No, tampoco dije nada. Seguí mirándole en silencio y preferí centrarme en las oleadas de dolor que mi costilla le estaba enviando a mi cerebro de forma ininterrumpida aquella tarde. Tras varios segundos esperando una complicidad por mi parte que nunca llegó a haber, el canario dio por terminada su actuación con un leve "bueno, un placer" y desapareció de mi vista para siempre.

Y hasta aquí la anécdota dentro de la anécdota.

Volviendo al tema que nos ocupa, me llamaron enseguida (Dios bendiga a la Seguridad Social) y, tras tomarme la tensión, me hicieron pasar a uno de los boxes, donde un amable facultativo me preguntó por el motivo que me había llevado allí.
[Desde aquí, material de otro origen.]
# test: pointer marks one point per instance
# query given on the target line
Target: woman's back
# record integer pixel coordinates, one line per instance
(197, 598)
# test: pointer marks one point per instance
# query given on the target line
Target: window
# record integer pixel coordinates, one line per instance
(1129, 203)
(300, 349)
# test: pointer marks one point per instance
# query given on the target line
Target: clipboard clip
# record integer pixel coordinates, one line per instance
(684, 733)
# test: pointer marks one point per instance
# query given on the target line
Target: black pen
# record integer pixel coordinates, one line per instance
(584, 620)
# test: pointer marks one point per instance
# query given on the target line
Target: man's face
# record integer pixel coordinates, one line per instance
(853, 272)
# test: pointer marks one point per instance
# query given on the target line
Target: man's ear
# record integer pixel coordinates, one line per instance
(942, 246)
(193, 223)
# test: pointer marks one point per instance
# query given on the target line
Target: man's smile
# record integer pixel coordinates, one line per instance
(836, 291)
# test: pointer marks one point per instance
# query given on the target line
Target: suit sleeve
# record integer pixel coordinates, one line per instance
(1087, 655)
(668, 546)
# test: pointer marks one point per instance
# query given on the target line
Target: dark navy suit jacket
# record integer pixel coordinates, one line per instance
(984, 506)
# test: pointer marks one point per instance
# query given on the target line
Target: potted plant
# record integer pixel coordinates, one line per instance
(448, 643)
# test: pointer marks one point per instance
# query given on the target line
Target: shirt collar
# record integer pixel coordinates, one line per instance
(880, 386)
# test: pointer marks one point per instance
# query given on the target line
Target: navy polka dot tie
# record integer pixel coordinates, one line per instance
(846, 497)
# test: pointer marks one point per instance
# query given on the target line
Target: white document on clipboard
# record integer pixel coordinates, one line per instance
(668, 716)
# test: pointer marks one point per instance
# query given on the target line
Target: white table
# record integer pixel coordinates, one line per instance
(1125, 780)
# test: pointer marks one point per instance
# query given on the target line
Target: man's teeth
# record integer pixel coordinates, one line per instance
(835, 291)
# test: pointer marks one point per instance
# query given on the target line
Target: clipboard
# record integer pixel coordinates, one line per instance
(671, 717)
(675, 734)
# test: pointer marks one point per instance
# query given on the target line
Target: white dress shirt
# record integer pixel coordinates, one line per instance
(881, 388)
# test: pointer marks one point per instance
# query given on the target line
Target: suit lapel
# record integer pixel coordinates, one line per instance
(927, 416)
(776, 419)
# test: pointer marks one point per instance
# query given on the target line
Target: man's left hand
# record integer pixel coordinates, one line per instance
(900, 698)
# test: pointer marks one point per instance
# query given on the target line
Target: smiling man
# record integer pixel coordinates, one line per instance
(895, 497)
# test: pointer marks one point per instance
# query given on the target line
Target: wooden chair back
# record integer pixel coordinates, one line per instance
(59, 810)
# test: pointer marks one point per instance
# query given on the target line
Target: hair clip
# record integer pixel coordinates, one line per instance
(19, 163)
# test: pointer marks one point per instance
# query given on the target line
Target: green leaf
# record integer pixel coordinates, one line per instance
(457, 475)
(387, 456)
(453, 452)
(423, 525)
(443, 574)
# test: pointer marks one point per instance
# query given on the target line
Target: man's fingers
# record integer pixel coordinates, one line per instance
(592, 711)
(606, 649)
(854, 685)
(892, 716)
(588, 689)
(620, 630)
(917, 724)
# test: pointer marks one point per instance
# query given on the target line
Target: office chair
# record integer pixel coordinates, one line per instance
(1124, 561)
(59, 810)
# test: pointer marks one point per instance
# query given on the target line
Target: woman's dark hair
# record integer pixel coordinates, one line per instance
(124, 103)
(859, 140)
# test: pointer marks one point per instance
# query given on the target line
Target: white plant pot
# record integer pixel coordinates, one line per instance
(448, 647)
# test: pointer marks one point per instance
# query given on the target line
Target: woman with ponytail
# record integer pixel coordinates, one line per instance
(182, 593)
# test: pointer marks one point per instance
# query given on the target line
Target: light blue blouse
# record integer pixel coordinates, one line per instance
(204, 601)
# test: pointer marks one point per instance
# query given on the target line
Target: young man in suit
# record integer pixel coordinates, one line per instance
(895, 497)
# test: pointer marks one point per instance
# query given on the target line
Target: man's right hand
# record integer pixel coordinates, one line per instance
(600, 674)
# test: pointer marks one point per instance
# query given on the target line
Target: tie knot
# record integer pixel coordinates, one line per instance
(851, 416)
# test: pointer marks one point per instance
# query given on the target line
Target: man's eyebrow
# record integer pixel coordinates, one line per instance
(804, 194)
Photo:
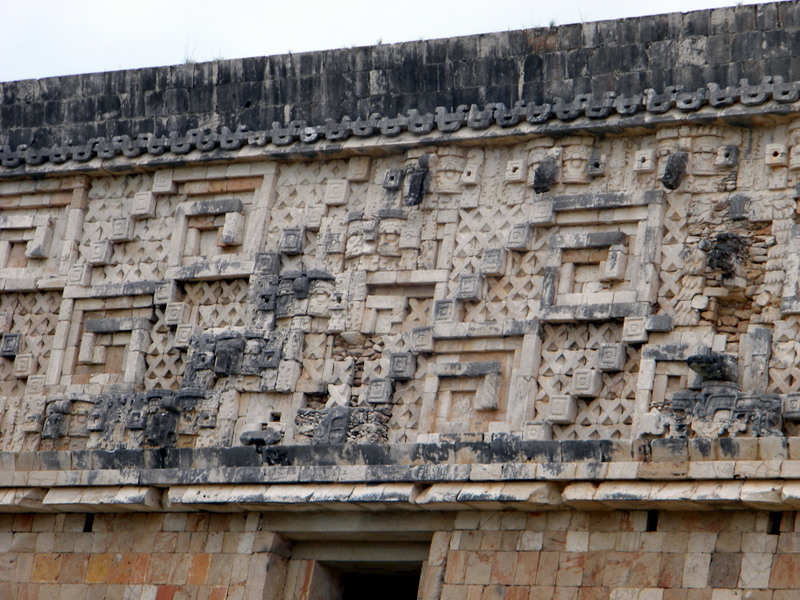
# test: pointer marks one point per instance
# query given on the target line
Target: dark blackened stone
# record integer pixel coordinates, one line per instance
(727, 250)
(260, 438)
(228, 353)
(714, 366)
(729, 447)
(675, 447)
(160, 430)
(276, 456)
(128, 459)
(545, 175)
(675, 170)
(505, 451)
(415, 186)
(239, 457)
(585, 450)
(540, 451)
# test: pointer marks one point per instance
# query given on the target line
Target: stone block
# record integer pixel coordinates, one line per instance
(586, 383)
(183, 335)
(422, 339)
(776, 155)
(493, 262)
(612, 357)
(100, 253)
(562, 410)
(39, 245)
(644, 161)
(380, 391)
(447, 311)
(10, 345)
(470, 287)
(291, 242)
(519, 238)
(233, 228)
(80, 275)
(402, 366)
(163, 183)
(543, 212)
(516, 171)
(634, 330)
(471, 174)
(143, 206)
(165, 292)
(174, 313)
(24, 365)
(121, 229)
(337, 192)
(358, 168)
(393, 179)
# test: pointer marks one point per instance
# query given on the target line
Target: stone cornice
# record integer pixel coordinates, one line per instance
(585, 112)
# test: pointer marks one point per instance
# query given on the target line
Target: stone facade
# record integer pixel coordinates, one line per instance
(536, 339)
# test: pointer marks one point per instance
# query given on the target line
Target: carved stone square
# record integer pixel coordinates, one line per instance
(358, 168)
(422, 339)
(337, 192)
(39, 246)
(776, 155)
(24, 365)
(174, 313)
(612, 357)
(516, 171)
(100, 252)
(393, 179)
(143, 205)
(163, 183)
(519, 238)
(33, 414)
(80, 275)
(380, 391)
(562, 410)
(183, 335)
(291, 241)
(634, 329)
(644, 161)
(10, 345)
(121, 229)
(493, 262)
(402, 366)
(470, 287)
(586, 383)
(447, 311)
(232, 233)
(543, 212)
(165, 292)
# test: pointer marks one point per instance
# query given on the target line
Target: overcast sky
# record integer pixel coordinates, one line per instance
(43, 38)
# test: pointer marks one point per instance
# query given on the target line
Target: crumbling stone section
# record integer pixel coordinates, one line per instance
(529, 330)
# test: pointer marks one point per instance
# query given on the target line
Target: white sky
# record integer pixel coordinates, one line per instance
(42, 38)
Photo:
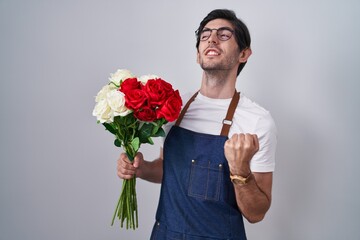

Le expliqué lo de mi costilla rota y él me hizo recostarme sobre la camilla para, acto seguido, comenzar la exploración de mi cavidad torácica. Y yo cagao de miedo porque sabía la que me esperaba.

Efectivamente, en cuanto puso un dedo en la zona dolorida y me preguntó "¿te duele esto?", de mi boca sólo salió un atormentado hálito que acortó mi esperanza de vida unos diez o quince años. El doctor, cuyos experimentados dedos le habían revelado a aquellas alturas la que se estaba cociendo bajo mi pecho, se apartó ligeramente de mí, y juraría que masculló algo así como "yo no me he pasado tantos años de mi vida estudiando para ESTO" o algo por el estilo. Fue entonces cuando me pidió que me incorporase y ahora llegamos al momento que todos estábais esperando desde que empezásteis a leer esta entrada, pues el galeno me dijo, todo lo serio que le permitió el encontrarse en un plano profesional:

—Lo que tienes no es una costilla rota. Son gases.

¿Qué queréis que os diga? A veces el dolor físico es menos intenso que el que se siente al saberse gilipollas, por lo que no es de extrañar que saliese de aquel box con peor cara que la que tenía al entrar en el mismo. Mi novia, testigo de mi rictus, se alarmó y quiso saber qué había pasado, pero tuve a bien el indicarle que primero quería salir del centro y buscar un lugar al abrigo de orejas indiscretas para contárselo. Una vez fuera le relaté mi diagnóstico.

Media hora se estuvo riendo, llorando y todo. Media hora de reloj. Y con toda la razón del mundo.